Esas No: 2020/7777
Karar No: 2022/1485
Karar Tarihi: 03.03.2022
Yargıtay 11. Hukuk Dairesi 2020/7777 Esas 2022/1485 Karar Sayılı İlamı
Özet:
Davacı, müvekkilinin “HİSTORİA OTELİ” adıyla 25 yıldır faaliyet gösterdiğini ve davalının 2009'da aynı ismi tescil ettiğini belirterek marka tecavüzünün durdurulmasını istemiştir. Davalı ise müvekkilinin markayı kendisi tescil ettirdiği ve kötü niyetli olduğunu savunarak davacının taleplerini reddetmiştir. Mahkeme ise davacının 1991'den bu yana otel işlettiği, davalının ise 1991'den itibaren HİSTORY Otel ismiyle faaliyet gösterdiği, davalının markasının eski kullanımdan bu yana kayda değer bir faaliyet göstermediği ve kötüniyetli olduğu sonucuna vararak davacının taleplerini kısmen kabul etmiştir.
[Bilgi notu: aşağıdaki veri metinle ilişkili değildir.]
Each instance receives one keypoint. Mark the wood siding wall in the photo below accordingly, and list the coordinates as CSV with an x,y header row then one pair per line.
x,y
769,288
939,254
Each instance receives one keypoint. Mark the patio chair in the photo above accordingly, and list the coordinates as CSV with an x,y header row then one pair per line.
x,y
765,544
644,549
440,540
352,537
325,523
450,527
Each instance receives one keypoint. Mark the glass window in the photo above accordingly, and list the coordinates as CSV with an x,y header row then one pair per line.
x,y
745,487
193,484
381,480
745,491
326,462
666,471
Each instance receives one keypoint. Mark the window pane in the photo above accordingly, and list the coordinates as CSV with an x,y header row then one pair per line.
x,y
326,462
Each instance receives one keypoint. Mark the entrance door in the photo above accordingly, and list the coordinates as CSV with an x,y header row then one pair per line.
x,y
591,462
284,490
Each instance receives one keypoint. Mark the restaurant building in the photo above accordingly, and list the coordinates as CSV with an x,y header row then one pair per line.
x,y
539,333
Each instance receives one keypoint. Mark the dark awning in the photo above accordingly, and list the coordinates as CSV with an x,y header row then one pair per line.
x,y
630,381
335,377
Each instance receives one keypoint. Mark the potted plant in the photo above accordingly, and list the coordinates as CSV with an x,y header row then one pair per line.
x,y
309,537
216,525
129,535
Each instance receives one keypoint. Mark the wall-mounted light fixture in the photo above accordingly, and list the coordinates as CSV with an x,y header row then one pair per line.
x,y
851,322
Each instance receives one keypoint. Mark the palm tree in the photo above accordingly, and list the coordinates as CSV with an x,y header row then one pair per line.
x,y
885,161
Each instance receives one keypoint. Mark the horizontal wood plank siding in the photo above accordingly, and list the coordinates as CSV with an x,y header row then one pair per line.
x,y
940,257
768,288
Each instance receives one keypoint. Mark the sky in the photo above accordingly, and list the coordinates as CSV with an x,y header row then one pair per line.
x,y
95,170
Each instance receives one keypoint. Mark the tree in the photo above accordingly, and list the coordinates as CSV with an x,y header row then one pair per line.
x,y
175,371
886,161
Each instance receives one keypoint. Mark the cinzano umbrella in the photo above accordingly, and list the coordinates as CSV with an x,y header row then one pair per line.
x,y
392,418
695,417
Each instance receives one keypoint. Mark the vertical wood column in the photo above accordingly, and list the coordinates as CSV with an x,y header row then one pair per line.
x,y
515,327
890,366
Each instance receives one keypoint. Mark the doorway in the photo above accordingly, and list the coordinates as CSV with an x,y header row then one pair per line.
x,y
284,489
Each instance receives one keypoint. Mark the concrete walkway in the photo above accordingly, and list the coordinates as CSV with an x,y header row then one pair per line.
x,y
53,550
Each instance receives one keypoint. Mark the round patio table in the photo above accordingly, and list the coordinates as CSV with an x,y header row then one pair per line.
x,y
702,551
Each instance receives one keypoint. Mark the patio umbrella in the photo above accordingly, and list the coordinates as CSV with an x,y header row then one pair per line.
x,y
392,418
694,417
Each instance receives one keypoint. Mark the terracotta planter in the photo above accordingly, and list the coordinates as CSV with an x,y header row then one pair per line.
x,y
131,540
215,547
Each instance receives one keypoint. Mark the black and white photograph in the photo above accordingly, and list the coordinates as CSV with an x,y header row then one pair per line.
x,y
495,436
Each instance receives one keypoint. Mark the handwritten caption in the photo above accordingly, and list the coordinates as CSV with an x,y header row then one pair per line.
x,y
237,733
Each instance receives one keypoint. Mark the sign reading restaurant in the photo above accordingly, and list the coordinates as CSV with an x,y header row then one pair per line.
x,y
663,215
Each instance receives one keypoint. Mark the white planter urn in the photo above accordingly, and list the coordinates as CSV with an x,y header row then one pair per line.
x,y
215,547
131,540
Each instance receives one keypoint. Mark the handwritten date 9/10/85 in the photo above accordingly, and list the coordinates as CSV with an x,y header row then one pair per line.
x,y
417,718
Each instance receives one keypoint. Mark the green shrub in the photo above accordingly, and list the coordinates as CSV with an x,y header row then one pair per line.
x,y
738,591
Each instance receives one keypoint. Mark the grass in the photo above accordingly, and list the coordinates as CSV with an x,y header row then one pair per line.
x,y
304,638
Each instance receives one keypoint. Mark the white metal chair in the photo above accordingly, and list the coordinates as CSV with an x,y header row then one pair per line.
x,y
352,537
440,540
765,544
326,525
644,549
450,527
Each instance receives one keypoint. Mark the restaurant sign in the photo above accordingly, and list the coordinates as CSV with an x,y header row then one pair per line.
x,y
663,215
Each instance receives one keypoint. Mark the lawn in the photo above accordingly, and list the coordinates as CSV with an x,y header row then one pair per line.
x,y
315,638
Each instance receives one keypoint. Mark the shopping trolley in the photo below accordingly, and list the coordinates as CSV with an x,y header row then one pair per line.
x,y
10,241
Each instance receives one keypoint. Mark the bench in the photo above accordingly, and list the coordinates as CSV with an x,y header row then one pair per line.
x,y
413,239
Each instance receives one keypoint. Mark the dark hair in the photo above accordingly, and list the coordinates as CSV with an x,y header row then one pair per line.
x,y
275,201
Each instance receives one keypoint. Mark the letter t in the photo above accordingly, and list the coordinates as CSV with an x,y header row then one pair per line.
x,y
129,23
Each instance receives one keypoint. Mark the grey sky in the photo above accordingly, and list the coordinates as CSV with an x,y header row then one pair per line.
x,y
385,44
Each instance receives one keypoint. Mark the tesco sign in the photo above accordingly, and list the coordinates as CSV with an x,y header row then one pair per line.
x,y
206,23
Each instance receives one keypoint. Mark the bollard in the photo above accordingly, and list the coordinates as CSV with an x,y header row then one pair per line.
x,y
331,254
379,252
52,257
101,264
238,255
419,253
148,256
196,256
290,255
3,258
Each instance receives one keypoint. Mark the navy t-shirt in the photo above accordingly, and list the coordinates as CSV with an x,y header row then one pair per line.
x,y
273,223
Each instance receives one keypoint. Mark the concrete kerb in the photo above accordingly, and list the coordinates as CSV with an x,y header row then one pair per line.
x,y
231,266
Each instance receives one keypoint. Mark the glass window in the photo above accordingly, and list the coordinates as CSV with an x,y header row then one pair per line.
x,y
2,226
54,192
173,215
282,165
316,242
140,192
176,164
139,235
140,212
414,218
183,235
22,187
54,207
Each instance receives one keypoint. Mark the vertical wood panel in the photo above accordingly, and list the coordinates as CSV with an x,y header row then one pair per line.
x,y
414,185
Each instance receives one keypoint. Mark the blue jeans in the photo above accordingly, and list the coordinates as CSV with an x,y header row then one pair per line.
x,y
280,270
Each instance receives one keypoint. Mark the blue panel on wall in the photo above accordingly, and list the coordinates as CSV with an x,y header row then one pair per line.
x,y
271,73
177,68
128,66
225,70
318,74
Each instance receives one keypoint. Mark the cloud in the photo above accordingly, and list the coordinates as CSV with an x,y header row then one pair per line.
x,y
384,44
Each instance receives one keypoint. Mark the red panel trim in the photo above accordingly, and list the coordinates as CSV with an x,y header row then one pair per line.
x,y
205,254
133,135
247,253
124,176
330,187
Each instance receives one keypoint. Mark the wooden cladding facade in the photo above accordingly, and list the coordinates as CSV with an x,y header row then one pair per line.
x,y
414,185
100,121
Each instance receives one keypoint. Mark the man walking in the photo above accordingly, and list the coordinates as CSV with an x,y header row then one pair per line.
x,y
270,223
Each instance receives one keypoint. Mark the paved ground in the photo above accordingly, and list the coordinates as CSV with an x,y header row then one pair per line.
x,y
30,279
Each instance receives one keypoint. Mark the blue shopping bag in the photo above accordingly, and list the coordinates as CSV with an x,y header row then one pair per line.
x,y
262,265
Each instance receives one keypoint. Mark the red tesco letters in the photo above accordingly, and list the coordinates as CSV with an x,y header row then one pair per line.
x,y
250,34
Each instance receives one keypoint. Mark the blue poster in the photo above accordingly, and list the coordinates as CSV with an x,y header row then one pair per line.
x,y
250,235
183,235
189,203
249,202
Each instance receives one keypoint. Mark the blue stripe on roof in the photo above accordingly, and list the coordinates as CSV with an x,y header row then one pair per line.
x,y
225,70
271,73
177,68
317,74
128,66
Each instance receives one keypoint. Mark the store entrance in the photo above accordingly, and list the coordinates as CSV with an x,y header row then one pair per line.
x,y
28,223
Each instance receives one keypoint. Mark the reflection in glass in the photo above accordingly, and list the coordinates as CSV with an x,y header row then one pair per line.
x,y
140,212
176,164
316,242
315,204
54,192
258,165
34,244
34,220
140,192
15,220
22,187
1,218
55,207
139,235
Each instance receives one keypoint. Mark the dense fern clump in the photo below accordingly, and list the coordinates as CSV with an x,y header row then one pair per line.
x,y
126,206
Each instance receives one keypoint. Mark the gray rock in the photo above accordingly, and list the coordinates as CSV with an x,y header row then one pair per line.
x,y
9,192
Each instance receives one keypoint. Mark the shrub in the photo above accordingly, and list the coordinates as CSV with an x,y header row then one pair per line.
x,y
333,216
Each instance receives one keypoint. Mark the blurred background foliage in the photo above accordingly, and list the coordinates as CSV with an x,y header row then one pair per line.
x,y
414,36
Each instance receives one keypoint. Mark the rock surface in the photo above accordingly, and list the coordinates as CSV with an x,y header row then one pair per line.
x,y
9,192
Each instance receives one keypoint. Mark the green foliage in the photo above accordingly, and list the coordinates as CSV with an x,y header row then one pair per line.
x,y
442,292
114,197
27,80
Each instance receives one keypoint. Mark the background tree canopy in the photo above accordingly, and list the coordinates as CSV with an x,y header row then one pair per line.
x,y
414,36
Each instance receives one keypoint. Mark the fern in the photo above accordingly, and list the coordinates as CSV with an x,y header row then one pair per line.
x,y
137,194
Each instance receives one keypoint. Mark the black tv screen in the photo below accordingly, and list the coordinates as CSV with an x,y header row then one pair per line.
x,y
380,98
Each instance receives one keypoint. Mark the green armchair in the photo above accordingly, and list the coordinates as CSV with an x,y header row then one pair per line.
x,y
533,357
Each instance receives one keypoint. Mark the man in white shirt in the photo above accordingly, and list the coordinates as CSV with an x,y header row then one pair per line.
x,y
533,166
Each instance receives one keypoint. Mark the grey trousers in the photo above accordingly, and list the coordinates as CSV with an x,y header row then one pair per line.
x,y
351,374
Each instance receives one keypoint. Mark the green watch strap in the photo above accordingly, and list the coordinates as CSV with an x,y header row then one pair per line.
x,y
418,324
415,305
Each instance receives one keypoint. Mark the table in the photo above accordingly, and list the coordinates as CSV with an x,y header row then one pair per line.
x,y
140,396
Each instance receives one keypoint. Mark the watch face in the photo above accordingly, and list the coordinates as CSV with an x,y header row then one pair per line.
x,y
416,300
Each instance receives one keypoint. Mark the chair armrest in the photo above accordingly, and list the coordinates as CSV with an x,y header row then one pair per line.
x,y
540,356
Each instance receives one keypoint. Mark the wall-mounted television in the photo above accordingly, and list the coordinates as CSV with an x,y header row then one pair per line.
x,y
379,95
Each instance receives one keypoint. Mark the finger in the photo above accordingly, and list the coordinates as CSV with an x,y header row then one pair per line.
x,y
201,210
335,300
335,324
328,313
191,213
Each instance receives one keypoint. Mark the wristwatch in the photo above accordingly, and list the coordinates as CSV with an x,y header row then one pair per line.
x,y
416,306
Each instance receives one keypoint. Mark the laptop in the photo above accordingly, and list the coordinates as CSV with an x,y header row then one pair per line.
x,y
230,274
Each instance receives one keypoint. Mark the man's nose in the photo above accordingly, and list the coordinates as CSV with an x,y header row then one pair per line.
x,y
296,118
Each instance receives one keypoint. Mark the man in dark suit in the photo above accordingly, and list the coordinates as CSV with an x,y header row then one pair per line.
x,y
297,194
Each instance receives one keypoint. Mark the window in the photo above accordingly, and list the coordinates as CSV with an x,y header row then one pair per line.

Karar, davacı karşı davalı vekili tarafından asıl dava yönünden, davalı karşı davacı vekili tarafından asıl ve karşı dava yönünden temyiz edilmiştir.
Kanun Maddeleri:
-Türk Medeni Kanunu (TMK) Madde 2: Hakların kötüniyetli kullanımı hükümsüzdür.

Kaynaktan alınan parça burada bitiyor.